Katsuo Saito, nama kakek berusia 89 tahun itu, harus menghadapi kenyataan akan minimnya tempat tidur di rumah sakit di Jepang.
Saito kesulitan menemukan tempat di rumah sakit, menyebabkan dirinya menghabiskan pekan-pekan terakhir di apartemennya di Tokyo, sendirian. Demikian seperti dikutip dari VOA Indonesia pada Rabu (29/11/2017).
"Ada sekitar 20 orang dalam daftar tunggu di rumah sakit," ujar Saito.
Saito akhirnya mendapatkan kamar di rumah sakit pada September dan meninggal dua hari kemudian.

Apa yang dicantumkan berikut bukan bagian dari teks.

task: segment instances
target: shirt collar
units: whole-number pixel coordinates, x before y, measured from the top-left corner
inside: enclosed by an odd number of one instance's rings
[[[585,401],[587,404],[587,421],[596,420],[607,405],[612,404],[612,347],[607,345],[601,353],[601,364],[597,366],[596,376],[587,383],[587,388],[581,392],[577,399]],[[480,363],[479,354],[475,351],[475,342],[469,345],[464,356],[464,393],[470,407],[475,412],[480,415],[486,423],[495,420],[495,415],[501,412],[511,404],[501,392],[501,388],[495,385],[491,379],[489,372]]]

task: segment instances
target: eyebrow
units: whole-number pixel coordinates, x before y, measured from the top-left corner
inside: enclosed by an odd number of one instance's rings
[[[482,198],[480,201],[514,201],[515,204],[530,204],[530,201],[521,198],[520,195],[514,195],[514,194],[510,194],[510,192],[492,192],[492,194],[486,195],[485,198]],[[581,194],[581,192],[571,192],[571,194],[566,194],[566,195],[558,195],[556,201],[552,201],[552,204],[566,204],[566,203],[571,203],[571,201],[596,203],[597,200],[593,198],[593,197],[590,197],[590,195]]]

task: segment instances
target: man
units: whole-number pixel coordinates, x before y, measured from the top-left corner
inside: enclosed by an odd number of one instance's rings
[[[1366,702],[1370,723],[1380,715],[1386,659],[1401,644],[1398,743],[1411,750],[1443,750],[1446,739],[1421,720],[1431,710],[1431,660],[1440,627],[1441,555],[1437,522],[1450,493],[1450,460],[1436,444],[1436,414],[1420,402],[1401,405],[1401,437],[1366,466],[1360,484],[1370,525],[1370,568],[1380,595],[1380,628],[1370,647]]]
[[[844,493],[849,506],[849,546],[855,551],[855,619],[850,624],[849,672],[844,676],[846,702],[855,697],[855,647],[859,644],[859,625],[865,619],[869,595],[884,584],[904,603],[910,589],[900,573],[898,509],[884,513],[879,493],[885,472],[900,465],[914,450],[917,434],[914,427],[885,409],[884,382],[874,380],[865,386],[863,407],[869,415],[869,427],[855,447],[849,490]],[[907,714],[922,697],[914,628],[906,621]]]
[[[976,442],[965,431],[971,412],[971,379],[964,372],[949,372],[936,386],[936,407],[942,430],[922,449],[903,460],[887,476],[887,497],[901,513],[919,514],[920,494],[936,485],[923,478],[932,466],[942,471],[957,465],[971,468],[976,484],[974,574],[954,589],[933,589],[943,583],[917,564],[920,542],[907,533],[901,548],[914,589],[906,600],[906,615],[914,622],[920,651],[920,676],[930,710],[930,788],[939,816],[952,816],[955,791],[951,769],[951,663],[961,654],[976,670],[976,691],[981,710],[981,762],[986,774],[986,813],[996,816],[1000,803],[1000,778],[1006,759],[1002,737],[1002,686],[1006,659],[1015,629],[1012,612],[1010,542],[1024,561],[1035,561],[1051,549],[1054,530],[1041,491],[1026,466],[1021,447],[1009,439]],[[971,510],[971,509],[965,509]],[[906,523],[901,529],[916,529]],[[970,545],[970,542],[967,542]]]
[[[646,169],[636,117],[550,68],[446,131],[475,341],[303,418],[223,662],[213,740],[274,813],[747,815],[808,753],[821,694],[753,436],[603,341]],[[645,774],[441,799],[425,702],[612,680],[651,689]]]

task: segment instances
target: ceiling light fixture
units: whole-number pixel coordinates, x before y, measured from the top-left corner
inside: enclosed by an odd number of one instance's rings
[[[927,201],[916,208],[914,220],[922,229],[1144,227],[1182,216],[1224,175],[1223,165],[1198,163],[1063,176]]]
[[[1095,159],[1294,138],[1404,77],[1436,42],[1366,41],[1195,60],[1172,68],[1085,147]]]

Kebanyakan warga Jepang sebenarnya enggan "berpulang" di rumah. Mereka tidak ingin membebani anggota keluarga lain, dan merasa rumah sakit sebagai tempat yang lebih nyaman.
Menghabiskan hari-hari terakhir sebelum tutup usia di rumah mungkin menjadi pilihan yang banyak diambil di Jepang. Hal tersebut dilakukan demi mengikuti situasi terkini, di mana kamar untuk para lansia di rumah sakit Jepang semakin langka.
Tercatat, satu dari empat penghuni kamar di sana berusia di atas 65 tahun.
Petugas Kesehatan setempat memprediksi, rumah sakit Jepang akan kekurangan lebih dari 470 ribu tempat tidur pada 2030.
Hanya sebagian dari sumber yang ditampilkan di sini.